Voilà aussi l'une des alertes de votre livre. Je voudrais qu'avant qu'on parle de l'énergie, du pouvoir d'achat et y compris de la politique en France, on disait un mot de ce qui se passe en Ukraine. L'Ukraine qui mène une contre-offensive. Est-ce que l'Ukraine peut gagner et peut mettre en échec la Russie ? Est-ce que c'est ça votre regard ce matin, François Hollande ?
Oui, elle le peut, à condition que nous la soutenions encore davantage par des appuis financiers, ce qui est le cas, par un soutien militaire, puisque l'Europe, les Etats-Unis surtout, fournissent des armes à l'Ukraine. Et ce sont ces armes-là, employées par des hommes extrêmement courageux, qui font qu'aujourd'hui la Russie recule, mais la Russie continue d'occuper une large partie du territoire ukrainien. Donc il nous faut faire attention, il y a des communiqués de victoire, c'est vrai qu'il y a une contre-offensive, mais les troupes russes occupent un territoire plus large aujourd'hui qu'il y a six mois.
Donc il faudra sûrement qu'il y ait d'autres victoires, d'autres batailles gagnées, pour qu'enfin la Russie comprenne que son intérêt c'est d'aller le plus vite possible à la négociation, et d'arrêter cette guerre.

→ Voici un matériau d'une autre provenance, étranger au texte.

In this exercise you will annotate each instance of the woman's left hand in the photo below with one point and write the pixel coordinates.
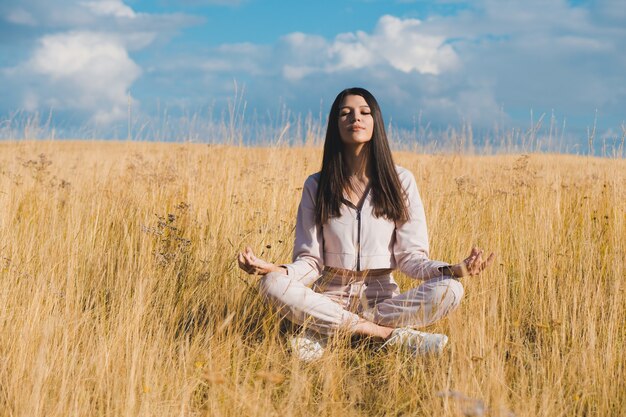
(473, 264)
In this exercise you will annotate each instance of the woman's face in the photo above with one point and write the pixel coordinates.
(356, 123)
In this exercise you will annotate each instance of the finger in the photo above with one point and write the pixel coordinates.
(490, 259)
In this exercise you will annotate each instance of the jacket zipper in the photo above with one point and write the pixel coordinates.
(358, 240)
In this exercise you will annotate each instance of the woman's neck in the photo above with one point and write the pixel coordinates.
(356, 159)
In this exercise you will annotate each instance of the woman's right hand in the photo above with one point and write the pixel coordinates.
(256, 266)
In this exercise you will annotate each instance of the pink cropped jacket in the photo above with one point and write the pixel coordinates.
(358, 241)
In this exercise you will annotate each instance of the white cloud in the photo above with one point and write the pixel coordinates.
(396, 43)
(86, 71)
(109, 8)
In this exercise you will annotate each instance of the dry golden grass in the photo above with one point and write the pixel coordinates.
(120, 293)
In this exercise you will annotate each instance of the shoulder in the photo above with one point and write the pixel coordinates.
(406, 177)
(310, 184)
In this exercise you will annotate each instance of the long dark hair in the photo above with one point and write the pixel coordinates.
(388, 197)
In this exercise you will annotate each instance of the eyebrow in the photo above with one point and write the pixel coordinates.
(348, 107)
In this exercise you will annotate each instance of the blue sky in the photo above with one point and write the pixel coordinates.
(445, 61)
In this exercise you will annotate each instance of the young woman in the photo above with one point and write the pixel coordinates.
(360, 218)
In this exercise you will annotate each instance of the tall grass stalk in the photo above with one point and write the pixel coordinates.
(120, 293)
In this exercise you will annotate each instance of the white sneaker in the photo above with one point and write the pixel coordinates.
(418, 343)
(308, 345)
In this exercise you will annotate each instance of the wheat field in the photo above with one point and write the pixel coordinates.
(121, 296)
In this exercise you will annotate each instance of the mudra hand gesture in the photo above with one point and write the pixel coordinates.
(256, 266)
(472, 265)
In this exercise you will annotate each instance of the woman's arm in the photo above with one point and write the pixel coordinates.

Mais à quel prix pour Vladimir Poutine ? Dès lors qu'il s'est engagé autant qu'il a vis-à-vis du monde provoqué un conflit qui a des conséquences sur notre propre vie, sur notamment le prix de l'énergie, que dans son propre pays il est finalement regardé. Est-ce que ça va être le dictateur qui gagne la guerre, ou au contraire le dictateur qui échoue ? Donc pour lui, et nous le verrons dans les prochains jours, il va mettre le plus de force possible sur le terrain.
Donc danger j'imagine pour les jours qui viennent, c'est aussi votre message. Vous avez dit à quel prix pour Vladimir Poutine, à quel prix également pour nous ? Le mot prix, il a été utilisé par votre successeur Emmanuel Macron, qui dit il faut que les Français se préparent à payer le prix de la liberté et le prix de nos valeurs. Il a également dit nous sommes en guerre. Est-ce que vous le diriez comme cela ?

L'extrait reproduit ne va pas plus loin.